Dr. Aidsand Wright-Riggins, III
Growing up in the 1950’s and 60’s in a de-facto segregated community in South Central Los Angeles, Baptists were everywhere. And anywhere a Baptist happened to be, that Baptist was Black. Until I was in my teens, I just assumed that being Baptist and being Black went hand in hand. It was incomprehensible to me at the time that a person could be Baptist and White, or Baptist and Hispanic, or Baptist and Asian or Baptist and anything else.
Imagine my shock when I went to seminary in 1972. At the time, I was unaware then of words that Dr. Martin Luther King had spoken just nine years earlier when he said, “We must face the fact that in America, the church is still the most segregated major institution in America. At 11:00 on Sunday morning when we stand and sing and Christ has no east or west, we stand at the most segregated hour in this nation. This is tragic.”
In seminary I awakened to just how tragic segregation is. There I encountered a world so different from the one I grew up in for the first twenty-one years of my life. It was a Baptist seminary. It was a Baptist seminary in the “north”. I was the only Black in my class (they only admitted one of us per year back then). I was the only Black who resided on campus. For the first year or so there, many of my White classmates hardly recognized me as a Christian or Baptist at all. My Blackness, theological perspectives, ecclesiastical practices and cultural distinctives were not received as gifts to the church but as detrimental differences.

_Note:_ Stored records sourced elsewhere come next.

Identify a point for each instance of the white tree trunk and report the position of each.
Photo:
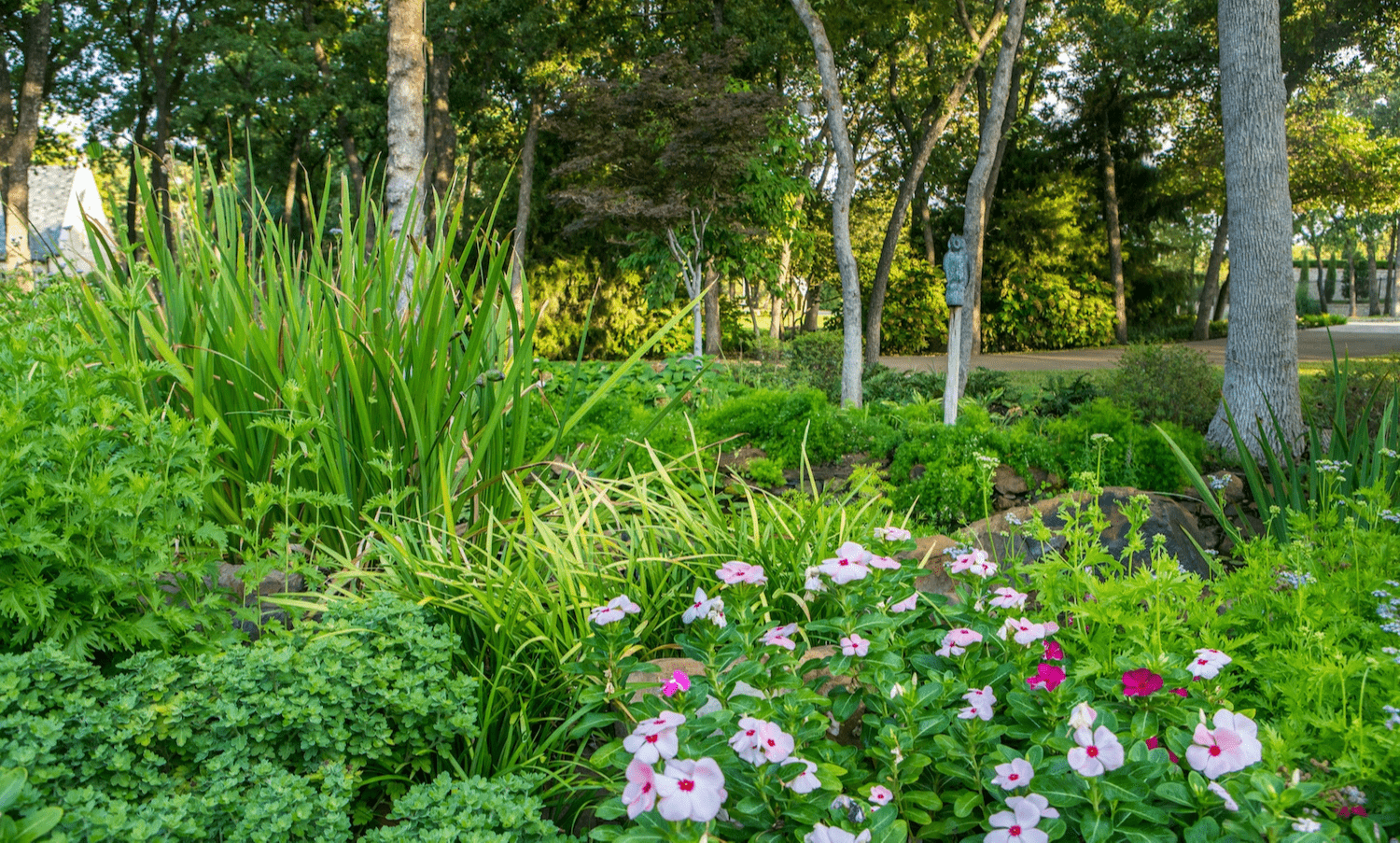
(1262, 346)
(851, 356)
(974, 209)
(406, 126)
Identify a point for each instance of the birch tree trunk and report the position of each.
(403, 176)
(974, 209)
(1212, 280)
(840, 204)
(1262, 346)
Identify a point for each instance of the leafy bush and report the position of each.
(297, 737)
(1168, 384)
(101, 498)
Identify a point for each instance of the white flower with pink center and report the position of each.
(1008, 598)
(1015, 773)
(1097, 752)
(734, 573)
(691, 790)
(1209, 663)
(1016, 825)
(616, 610)
(909, 604)
(854, 646)
(851, 563)
(1232, 745)
(781, 636)
(640, 793)
(806, 780)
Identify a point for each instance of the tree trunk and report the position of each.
(913, 176)
(523, 204)
(1262, 349)
(1212, 282)
(1114, 237)
(974, 209)
(840, 204)
(403, 176)
(36, 35)
(441, 132)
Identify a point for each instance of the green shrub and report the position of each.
(1167, 384)
(815, 358)
(101, 499)
(297, 737)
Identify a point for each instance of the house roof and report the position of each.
(49, 190)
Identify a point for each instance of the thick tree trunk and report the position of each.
(20, 142)
(1114, 237)
(403, 176)
(840, 204)
(1212, 282)
(974, 209)
(523, 204)
(1262, 349)
(913, 176)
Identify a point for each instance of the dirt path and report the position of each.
(1360, 338)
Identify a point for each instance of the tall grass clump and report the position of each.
(327, 400)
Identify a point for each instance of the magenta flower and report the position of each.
(691, 790)
(806, 780)
(780, 636)
(616, 610)
(1232, 745)
(1015, 773)
(854, 644)
(1097, 752)
(1207, 664)
(736, 571)
(1047, 677)
(1016, 825)
(1140, 682)
(678, 682)
(909, 604)
(640, 793)
(1008, 598)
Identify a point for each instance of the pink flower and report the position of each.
(851, 563)
(1008, 598)
(640, 793)
(1207, 664)
(745, 741)
(775, 744)
(806, 780)
(1140, 682)
(678, 682)
(854, 644)
(1097, 752)
(616, 610)
(909, 604)
(780, 636)
(822, 834)
(1232, 745)
(691, 790)
(654, 739)
(1016, 825)
(1083, 716)
(736, 571)
(1153, 744)
(1015, 773)
(1047, 677)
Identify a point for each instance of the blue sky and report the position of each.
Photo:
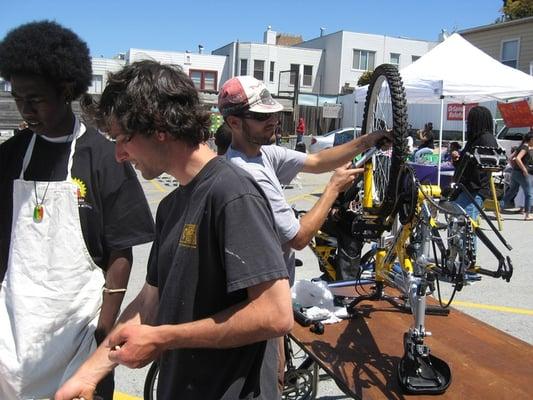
(113, 26)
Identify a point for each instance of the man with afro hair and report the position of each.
(69, 215)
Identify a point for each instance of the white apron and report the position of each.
(51, 295)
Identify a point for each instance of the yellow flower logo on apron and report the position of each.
(82, 189)
(188, 236)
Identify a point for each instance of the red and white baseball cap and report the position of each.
(245, 93)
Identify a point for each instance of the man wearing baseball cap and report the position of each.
(251, 113)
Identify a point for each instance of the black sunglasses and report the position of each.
(262, 117)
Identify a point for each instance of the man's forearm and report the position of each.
(267, 315)
(142, 310)
(117, 276)
(329, 159)
(311, 221)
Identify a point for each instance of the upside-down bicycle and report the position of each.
(420, 238)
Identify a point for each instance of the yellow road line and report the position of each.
(124, 396)
(512, 310)
(158, 186)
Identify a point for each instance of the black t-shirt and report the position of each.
(215, 237)
(476, 181)
(114, 213)
(527, 159)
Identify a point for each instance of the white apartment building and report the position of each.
(347, 55)
(207, 71)
(101, 68)
(278, 66)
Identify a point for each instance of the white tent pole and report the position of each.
(464, 126)
(440, 137)
(355, 117)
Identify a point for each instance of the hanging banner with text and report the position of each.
(455, 111)
(516, 114)
(331, 110)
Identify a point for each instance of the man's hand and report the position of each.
(380, 138)
(76, 388)
(343, 177)
(135, 345)
(454, 155)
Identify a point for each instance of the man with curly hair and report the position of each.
(216, 291)
(69, 215)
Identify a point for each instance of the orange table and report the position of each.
(363, 353)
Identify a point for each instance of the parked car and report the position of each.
(330, 139)
(510, 137)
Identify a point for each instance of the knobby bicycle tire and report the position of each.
(150, 382)
(387, 112)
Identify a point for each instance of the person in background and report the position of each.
(479, 132)
(277, 132)
(453, 153)
(522, 175)
(69, 216)
(410, 140)
(222, 139)
(300, 130)
(216, 289)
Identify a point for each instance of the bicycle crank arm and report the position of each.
(505, 266)
(485, 217)
(366, 156)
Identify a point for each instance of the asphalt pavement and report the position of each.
(506, 306)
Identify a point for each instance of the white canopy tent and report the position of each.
(456, 71)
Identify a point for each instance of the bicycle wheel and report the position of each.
(385, 108)
(150, 383)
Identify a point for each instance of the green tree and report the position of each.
(516, 9)
(365, 78)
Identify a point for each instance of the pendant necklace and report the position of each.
(38, 210)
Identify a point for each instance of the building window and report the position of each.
(295, 73)
(96, 84)
(395, 59)
(308, 75)
(244, 66)
(259, 70)
(204, 80)
(364, 60)
(510, 53)
(5, 86)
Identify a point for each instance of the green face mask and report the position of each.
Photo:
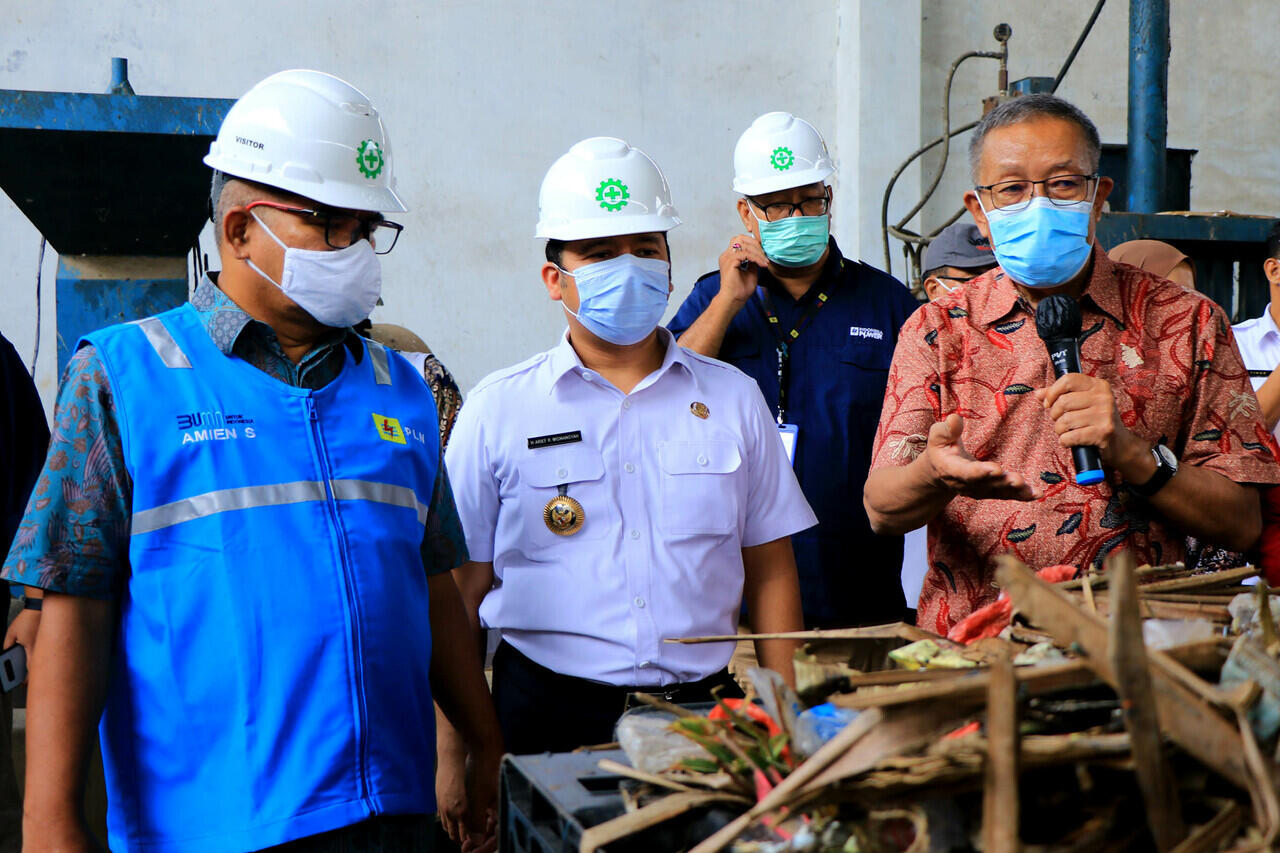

They were differences that created barriers. A setting which should have nurtured “I-Thou” relationships fostered innumerable “I-it” encounters.
King went on to say in that same address that “The church, itself, will stand under the judgement of God. Now that the mistake of the past has been made, I think that the opportunity of the future is to really go out and to transform American society, and where else is there a better place than in the institution that should serve as the moral guardian of the community. The institution that should preach brotherhood and make it a reality within its own body.”
I believe in starting where we are and doing what we can. I believe that American Baptists are uniquely positioned to do something about it. As perhaps the most racially diverse Baptist denomination in America, we don’t have to look far or reach out at great distances to break down walls and create bridges.
In partnership with the New Baptist Covenant and using many of the excellent resources it has developed, we can address historic divisions within our Baptist family. We can become stronger together by mending fractured fellowships as we take action, commit to transformation and engage in constructive reconciliation.
As Executive Director Emeritus of the American Baptist Home Mission Societies and as a member of the Executive Team of the New Baptist Covenant, I want to invite American Baptists to a reception hosted by NBC at our Biennial Summit. The reception will be held at the Missions Biennial Summit on July 1, 2017 following the night plenary session. Let us do what we can to exemplify the oneness that Christ called toward. The whole world is watching.